By innovating and introducing new technology in facilities service management, the productivity improvements and cost savings gained can offset rising and less controllable costs in other areas of the business. Processes can be streamlined, operational efficiency optimised, touchpoints minimised, and administration reduced – not just across facilities management, but in back office administration, sales order processing and invoicing. It’s important for all food service businesses to recognise that new technologies can help them to remain competitive.

Automation and digital processes can remove millions of administration touchpoints and a great deal of paperwork each year, as well as providing visibility, control and an important digital audit trail.

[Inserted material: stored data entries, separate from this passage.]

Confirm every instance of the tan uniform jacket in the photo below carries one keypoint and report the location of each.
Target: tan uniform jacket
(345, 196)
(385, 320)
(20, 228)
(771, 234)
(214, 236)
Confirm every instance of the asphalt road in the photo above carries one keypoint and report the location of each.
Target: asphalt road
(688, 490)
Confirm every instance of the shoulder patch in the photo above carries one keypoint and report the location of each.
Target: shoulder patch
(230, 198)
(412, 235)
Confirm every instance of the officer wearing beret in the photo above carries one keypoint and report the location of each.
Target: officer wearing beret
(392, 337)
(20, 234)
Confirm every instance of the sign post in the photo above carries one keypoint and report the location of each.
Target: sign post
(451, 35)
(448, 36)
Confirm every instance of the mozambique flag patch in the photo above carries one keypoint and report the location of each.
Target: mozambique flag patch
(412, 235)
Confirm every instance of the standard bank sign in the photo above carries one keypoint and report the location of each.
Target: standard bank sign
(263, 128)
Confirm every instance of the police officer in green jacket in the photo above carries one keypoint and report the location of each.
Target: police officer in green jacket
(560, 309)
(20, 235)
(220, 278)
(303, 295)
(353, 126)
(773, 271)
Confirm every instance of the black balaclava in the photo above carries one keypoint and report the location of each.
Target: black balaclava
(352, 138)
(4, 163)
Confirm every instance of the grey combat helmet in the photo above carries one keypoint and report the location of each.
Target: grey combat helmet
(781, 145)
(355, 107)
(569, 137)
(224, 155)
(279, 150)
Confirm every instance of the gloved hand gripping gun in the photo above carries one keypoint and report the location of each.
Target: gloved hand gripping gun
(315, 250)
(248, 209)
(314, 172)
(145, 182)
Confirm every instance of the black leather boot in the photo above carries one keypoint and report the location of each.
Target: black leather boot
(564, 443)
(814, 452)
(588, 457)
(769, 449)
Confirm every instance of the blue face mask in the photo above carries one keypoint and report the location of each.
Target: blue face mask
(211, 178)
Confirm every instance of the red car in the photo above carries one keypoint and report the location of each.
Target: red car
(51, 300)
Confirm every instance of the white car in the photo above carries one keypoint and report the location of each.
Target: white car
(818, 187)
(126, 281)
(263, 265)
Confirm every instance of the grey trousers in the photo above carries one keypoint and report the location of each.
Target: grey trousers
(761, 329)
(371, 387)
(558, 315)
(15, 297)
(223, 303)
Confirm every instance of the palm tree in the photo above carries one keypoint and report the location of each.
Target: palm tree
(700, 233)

For organisations and food service chains with field service teams, routes, fuel consumption and CO2 emissions can be monitored and minimised through a service management system to reduce both costs and environmental impact.

At Greggs, serving millions of customers each week depends on our service operations team maintaining our equipment and premises in optimum condition, from fridges and freezers, hot food units and coffee machines to the speedy repair of shop fittings. Our shop maintenance team performs a key role in the overall customer experience and smooth running of our shops.

We have a team of 52 in-house engineers as well as subcontractors that maintain 1,800 company-managed shops and catering equipment nationwide. Despite growing our company-managed estate, we haven’t needed to increase the number of engineers required to maintain them. We’ve used our existing resources more effectively by investing in the best technology and continually optimising our processes.

SKILLS AND TECH
All our engineers are multi-skilled. This is important because the service and maintenance requirements of our shops are so varied. Engineers are able to carry out work ranging from equipment repairs to changing light fittings and general maintenance.

Our service management platform simplifies the management of complex processes in our fast-paced business. It was essential for us to have real-time visibility and control of our shop maintenance operation for planned and preventative maintenance – including engineer activity, every asset at every shop, asset history, and the status of jobs – at any point in time.

The scale and growth ambitions of Greggs and our desire to continuously improve efficiency and customer experience meant we also required a future-proof system able to take on more processes over time. We chose Aeromark’s real-time service management platform because, as well as its comprehensive core function set, it is exceptionally configurable both to our current and future needs. The platform can be customised to suit the way we want to operate, rather than limit our performance or processes to fit the constraints of a vendor’s system.

Our shop maintenance operations team now has a single centralised platform for asset management, dynamic real-time scheduling of planned maintenance and reactive work, integrated mobile workflows, vehicle tracking and seamless integration with subcontractors.

This has increased the efficiency of our shop maintenance service supply chain, reduced our subcontractor costs and enabled us to use our in-house multi-skilled engineers more effectively. As a result, we have driven up productivity by 146 per cent, and the number of service or repair jobs each of our in-house engineers can complete in a day has increased from three to more than seven, on average. That’s a huge gain in efficiency.

We’ve also made it simpler and more efficient for shop staff to report issues and request engineer callouts. We wanted to empower our shops to take ownership of their requirements and enable them to track the progress of their job requests through to completion. Previously, shops had to ring a busy central contact centre which handles thousands of calls each week. Even relatively minor maintenance, such as a broken door handle, is important to report in order to maintain good-looking shops and an exceptional customer experience.